Expresso Energia

O que mudou na energia num ano?

Eis que, mergulhados num clima de absoluta incerteza sobre o futuro político do país, constatamos que o mundo da energia prossegue a sua dinâmica. A ventania das últimas horas inundou a rede elétrica de abundante energia eólica e até ao início da manhã as renováveis cobriam o consumo de eletricidade do país. Nesta newsletter não trataremos deste episódio, que se tornará cada vez mais frequente nos próximos anos, mas faremos um outro exercício. O que mudou na energia no último ano? A newsletter que agora começa a ler completou um ano, e para assinalar este primeiro aniversário desafiámos os presidentes executivos da EDP, Galp, Greenvolt e REN e a secretária de Estado da Energia e Clima a refletir sobre o ano que passou. É uma mão cheia de contributos para ajudar a fazer uma retrospetiva dos últimos 12 meses.

Mas comecemos por números. Na eletricidade, o mercado descomprimiu. O preço grossista da eletricidade na Península Ibérica atingiu em janeiro os 74 euros por megawatt hora (MWh), distante dos 134 euros de fevereiro de 2023. E se em boa parte do ano que passou o mercado grossista “namorou” a marca dos 100 euros, hoje os contratos futuros sugerem que teremos um 2024 mais suave, com preços a rondar os 70 euros por MWh.

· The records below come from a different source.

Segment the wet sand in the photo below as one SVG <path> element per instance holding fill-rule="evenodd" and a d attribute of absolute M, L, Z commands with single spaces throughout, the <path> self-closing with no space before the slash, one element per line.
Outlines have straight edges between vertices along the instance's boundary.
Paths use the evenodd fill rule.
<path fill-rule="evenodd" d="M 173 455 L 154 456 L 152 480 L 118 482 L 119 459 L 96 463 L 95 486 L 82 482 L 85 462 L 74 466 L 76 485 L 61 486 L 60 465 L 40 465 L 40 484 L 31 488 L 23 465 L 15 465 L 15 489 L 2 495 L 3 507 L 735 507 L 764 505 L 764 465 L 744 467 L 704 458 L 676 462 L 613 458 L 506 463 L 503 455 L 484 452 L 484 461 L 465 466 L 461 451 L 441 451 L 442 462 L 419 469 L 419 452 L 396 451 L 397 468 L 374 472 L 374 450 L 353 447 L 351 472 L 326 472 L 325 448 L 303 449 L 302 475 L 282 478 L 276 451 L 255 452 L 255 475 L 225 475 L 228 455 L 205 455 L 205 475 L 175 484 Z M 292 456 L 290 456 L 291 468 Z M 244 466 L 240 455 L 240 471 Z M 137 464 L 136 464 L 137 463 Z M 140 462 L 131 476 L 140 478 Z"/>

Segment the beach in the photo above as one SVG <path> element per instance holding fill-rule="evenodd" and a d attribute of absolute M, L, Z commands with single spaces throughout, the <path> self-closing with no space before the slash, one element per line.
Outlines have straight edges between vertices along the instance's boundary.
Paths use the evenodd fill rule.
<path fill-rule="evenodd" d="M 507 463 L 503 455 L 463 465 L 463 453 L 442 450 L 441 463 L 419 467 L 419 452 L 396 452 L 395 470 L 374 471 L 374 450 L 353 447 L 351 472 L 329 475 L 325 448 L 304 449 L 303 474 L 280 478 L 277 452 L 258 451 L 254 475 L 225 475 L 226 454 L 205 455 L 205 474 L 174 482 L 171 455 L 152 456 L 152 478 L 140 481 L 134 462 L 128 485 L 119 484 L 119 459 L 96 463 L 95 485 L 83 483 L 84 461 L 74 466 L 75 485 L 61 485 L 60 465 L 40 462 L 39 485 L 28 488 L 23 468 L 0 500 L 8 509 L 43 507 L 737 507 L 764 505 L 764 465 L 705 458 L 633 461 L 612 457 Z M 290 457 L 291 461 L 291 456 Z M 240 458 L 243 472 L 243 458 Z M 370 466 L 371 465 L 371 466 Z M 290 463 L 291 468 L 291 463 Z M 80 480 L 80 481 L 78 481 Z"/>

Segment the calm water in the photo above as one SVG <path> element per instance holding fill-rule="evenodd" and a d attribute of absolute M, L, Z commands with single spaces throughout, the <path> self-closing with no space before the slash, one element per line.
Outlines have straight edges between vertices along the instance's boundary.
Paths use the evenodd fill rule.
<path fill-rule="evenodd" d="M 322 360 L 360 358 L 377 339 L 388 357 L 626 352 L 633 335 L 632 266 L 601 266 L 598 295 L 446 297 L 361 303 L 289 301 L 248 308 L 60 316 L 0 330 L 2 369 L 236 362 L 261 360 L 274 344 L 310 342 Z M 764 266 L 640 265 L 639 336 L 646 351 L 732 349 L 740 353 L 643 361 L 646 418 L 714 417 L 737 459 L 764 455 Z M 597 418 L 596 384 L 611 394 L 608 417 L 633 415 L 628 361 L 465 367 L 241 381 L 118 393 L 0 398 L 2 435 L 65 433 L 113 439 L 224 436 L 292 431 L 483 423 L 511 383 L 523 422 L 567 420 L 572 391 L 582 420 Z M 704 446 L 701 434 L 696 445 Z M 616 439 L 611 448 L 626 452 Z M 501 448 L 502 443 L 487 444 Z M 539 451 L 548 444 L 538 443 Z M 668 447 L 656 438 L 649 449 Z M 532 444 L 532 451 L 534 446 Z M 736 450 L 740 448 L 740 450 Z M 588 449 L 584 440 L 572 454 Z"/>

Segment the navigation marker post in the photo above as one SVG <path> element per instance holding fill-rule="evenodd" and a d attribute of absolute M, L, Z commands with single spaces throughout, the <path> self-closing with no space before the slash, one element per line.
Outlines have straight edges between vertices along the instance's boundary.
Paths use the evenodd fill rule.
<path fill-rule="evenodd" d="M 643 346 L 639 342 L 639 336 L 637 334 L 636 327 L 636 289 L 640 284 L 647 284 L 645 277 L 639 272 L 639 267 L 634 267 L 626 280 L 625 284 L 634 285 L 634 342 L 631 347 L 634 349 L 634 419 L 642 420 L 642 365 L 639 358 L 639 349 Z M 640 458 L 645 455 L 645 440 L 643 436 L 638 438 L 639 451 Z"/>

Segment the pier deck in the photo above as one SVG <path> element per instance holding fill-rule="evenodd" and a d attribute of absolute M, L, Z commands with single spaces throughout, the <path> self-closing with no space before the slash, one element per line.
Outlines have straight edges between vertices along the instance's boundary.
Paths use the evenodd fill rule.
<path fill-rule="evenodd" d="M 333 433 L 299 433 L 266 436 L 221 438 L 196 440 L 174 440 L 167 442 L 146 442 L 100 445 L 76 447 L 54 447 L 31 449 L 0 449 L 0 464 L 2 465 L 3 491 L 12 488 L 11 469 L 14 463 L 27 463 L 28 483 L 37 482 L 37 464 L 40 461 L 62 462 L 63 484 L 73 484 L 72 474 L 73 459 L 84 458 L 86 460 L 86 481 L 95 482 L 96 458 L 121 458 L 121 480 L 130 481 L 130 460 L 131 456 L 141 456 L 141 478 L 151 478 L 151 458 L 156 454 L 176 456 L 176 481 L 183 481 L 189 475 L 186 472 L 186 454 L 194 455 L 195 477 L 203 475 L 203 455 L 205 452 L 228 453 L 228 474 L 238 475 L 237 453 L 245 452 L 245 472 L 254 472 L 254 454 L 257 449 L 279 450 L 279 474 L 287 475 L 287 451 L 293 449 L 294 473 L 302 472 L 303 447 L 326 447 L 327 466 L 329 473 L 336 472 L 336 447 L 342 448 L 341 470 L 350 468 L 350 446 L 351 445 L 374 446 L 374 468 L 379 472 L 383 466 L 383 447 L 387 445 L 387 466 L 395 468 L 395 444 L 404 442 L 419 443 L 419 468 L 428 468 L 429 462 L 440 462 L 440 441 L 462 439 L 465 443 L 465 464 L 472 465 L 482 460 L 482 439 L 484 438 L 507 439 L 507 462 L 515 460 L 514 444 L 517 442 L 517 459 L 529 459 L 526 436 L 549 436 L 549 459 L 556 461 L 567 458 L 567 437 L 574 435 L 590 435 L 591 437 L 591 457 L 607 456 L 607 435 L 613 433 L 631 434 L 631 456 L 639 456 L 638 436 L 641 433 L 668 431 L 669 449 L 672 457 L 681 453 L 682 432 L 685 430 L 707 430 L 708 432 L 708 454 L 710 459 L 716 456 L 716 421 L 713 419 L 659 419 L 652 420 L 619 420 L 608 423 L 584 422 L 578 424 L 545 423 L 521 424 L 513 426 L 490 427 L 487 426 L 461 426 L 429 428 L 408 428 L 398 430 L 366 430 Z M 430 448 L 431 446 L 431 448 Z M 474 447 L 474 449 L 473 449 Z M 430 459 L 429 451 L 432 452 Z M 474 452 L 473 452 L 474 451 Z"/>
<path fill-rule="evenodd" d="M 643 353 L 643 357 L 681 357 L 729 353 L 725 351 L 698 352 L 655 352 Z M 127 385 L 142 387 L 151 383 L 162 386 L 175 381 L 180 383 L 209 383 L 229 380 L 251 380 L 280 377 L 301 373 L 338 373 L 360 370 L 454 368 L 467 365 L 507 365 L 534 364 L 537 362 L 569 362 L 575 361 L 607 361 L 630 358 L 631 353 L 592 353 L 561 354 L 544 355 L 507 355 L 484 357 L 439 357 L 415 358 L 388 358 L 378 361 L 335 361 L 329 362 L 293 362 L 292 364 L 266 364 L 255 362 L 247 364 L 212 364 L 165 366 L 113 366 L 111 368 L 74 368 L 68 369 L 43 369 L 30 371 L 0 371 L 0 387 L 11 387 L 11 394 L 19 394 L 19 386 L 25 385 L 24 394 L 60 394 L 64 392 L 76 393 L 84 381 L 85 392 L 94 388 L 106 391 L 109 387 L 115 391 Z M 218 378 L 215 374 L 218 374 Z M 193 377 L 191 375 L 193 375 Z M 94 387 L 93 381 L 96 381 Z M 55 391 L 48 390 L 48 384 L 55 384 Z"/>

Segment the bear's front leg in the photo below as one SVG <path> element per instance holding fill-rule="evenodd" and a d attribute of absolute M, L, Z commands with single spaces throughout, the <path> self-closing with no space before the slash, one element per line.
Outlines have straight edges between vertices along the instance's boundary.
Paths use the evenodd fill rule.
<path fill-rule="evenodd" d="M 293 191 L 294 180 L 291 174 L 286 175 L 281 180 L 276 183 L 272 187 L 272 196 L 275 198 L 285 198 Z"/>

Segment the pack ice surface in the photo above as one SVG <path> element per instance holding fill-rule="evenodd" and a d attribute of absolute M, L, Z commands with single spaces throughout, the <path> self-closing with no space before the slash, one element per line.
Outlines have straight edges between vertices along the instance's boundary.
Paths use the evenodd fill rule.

Este alívio é em parte explicado pela queda acentuada do custo do gás natural. Na sua referência europeia, os contratos TTF (Title Transfer Facility), que há um ano eram transacionados por mais de 60 euros por MWh, são hoje negociados a menos de 30 euros, e a perspetiva para o resto do ano é que assim continuem. Como uma parte da produção de eletricidade pela Europa fora vem de centrais alimentadas a gás, o corte do preço do combustível está a beneficiar também os consumidores de eletricidade do Velho Continente.


Nos combustíveis rodoviários, o que hoje pagamos pela gasolina simples (cerca de 1,7 euros por litro) não é muito diferente do preço de há um ano (1,67 euros), embora no gasóleo o custo seja maior (1,63 euros por litro hoje, contra 1,56 euros há um ano). Mas depois de um pico em setembro de 2023, nos últimos cinco meses os preços dos produtos petrolíferos aliviaram. O setor petrolífero vive hoje, ainda, com boas margens, mas os resultados das empresas do setor no quarto trimestre já sinalizaram o abrandamento depois de uma vertiginosa sucessão de ganhos históricos na refinação.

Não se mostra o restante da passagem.